Sauver le livre ? La boîte à idées d’André Schiffrin

schiffrin.jpgLe dernier essai d’André Schiffrin, L'argent et les mots (La Fabrique), reprend les thèmes chers à cet éditeur indépendant, observateur inquiet du paysage éditorial français. La crise du secteur du livre et de la presse, et des différentes composantes de la filière (éditeurs, libraires) était prévisible. Mais des solutions existent aussi.

Think Small ?

Il est pour ainsi dire né dans l’édition. Lorsqu’on pense à André Schiffrin, on ne peut faire totalement abstraction du parcours fascinant de son père, Jacques Schiffrin, originaire de Bakou, venu en France après la révolution de 1917, ami de Gide, fondateur des éditions de la Pléiade en 1923 et directeur de la collection du même nom après la reprise par les éditions Gallimard en 1933, Inquiété pour ses origines juives en 1940, Jacques Schiffrin émigra aux États-Unis, à New York où il fonda les éditions Pantheon Books dont les premières publications majeures furent les œuvres complètes de Jung ou le Jivago de Pasternak.

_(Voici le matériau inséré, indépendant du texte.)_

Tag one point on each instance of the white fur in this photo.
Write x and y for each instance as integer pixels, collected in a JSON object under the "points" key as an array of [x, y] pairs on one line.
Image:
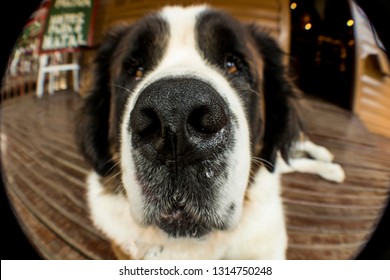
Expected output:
{"points": [[183, 59], [321, 164], [258, 231], [260, 234]]}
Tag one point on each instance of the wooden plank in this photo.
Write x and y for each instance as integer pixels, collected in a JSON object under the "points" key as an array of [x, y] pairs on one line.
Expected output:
{"points": [[45, 177]]}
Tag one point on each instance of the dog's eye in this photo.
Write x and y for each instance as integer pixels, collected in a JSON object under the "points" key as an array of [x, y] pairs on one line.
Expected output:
{"points": [[139, 73], [232, 64], [135, 69]]}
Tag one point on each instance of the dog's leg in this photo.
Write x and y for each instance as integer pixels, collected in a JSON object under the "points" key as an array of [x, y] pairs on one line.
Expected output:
{"points": [[315, 151], [327, 170]]}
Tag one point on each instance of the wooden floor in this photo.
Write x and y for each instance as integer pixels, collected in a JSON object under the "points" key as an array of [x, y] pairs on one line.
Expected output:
{"points": [[45, 175]]}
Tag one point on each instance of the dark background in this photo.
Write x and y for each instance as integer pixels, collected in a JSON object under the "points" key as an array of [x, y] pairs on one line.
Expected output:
{"points": [[14, 244]]}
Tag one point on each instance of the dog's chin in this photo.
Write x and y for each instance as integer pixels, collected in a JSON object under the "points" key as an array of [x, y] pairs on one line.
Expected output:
{"points": [[180, 224]]}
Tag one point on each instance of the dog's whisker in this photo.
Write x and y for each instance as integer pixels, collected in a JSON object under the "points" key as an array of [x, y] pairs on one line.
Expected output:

Après trente ans au service de cette entreprise familiale, où il édita Günter Grass, Foucault, Duras, Beauvoir et Chomsky, André Schiffrin quitte en 1990 la maison après le rachat par le media tycoon Samuel Irving Newhouse, Jr. ; motif de son départ : Schiffrin refuse de réduire les coûts en éditant moins de livres ou en licenciant du personnel. Il fonde alors en 1991 une nouvelle maison indépendante, dont le statut garantit le but non lucratif : The New Press. Depuis près de vingt ans, avec une cinquantaine de parutions par an, il continue de découvrir de nouveaux auteurs parfois devenus des best-sellers (Studs Terkel, Peter Iron), mais aussi à attirer de grands noms intéressés par sa vision de l’édition, comme Ann Oakley, Alice Walker ou le regretté Howard Zinn.

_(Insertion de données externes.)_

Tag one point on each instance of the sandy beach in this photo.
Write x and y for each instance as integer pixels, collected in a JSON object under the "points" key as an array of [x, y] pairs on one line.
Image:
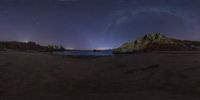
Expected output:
{"points": [[147, 76]]}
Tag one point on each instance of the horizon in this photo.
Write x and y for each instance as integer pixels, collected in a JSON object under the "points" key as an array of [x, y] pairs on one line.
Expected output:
{"points": [[92, 24]]}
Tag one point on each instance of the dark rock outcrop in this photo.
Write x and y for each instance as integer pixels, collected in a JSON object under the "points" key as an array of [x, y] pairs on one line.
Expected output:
{"points": [[157, 42]]}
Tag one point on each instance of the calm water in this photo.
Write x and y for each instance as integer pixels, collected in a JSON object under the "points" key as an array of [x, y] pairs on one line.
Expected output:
{"points": [[86, 53]]}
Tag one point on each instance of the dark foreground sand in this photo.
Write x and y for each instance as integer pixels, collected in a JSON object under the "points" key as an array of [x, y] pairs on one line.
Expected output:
{"points": [[149, 76]]}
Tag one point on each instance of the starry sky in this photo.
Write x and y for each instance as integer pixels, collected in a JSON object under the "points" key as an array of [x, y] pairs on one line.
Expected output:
{"points": [[89, 24]]}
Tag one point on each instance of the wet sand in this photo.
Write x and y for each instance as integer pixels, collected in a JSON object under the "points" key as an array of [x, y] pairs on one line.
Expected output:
{"points": [[147, 76]]}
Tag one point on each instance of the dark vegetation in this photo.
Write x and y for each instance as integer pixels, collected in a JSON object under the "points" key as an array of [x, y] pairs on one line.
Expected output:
{"points": [[157, 42]]}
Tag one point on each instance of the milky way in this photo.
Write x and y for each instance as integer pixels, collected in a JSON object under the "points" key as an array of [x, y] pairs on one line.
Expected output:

Déjà auteur des deux volets de L'édition sans éditeurs1, André Schiffrin reste fidèle à un credo : la vitalité de l’édition et, partant, d’une bonne partie de la vie intellectuelle dans les pays occidentaux, passe par la prise de risque que seuls acceptent d’assumer les éditeurs les moins établis, petites maisons, structures non lucratives. Schiffrin poursuit sa réflexion sur le sujet, en rappelant l’accélération de la concentration du secteur, en France, depuis une dizaine d’années. Aujourd’hui, deux groupes seulement (Hachette et Editis) représentent 50 % du secteur de l’édition et de la distribution en France, et contrôlent donc le marché. Déplorer la transformation des catalogues en machines à rentabilité n’est peut-être pas la bonne solution. Le salut passe par le soutien aux structures qui résistent à cette situation,  malheureusement de plus en plus difficilement : les éditeurs et les libraires indépendants.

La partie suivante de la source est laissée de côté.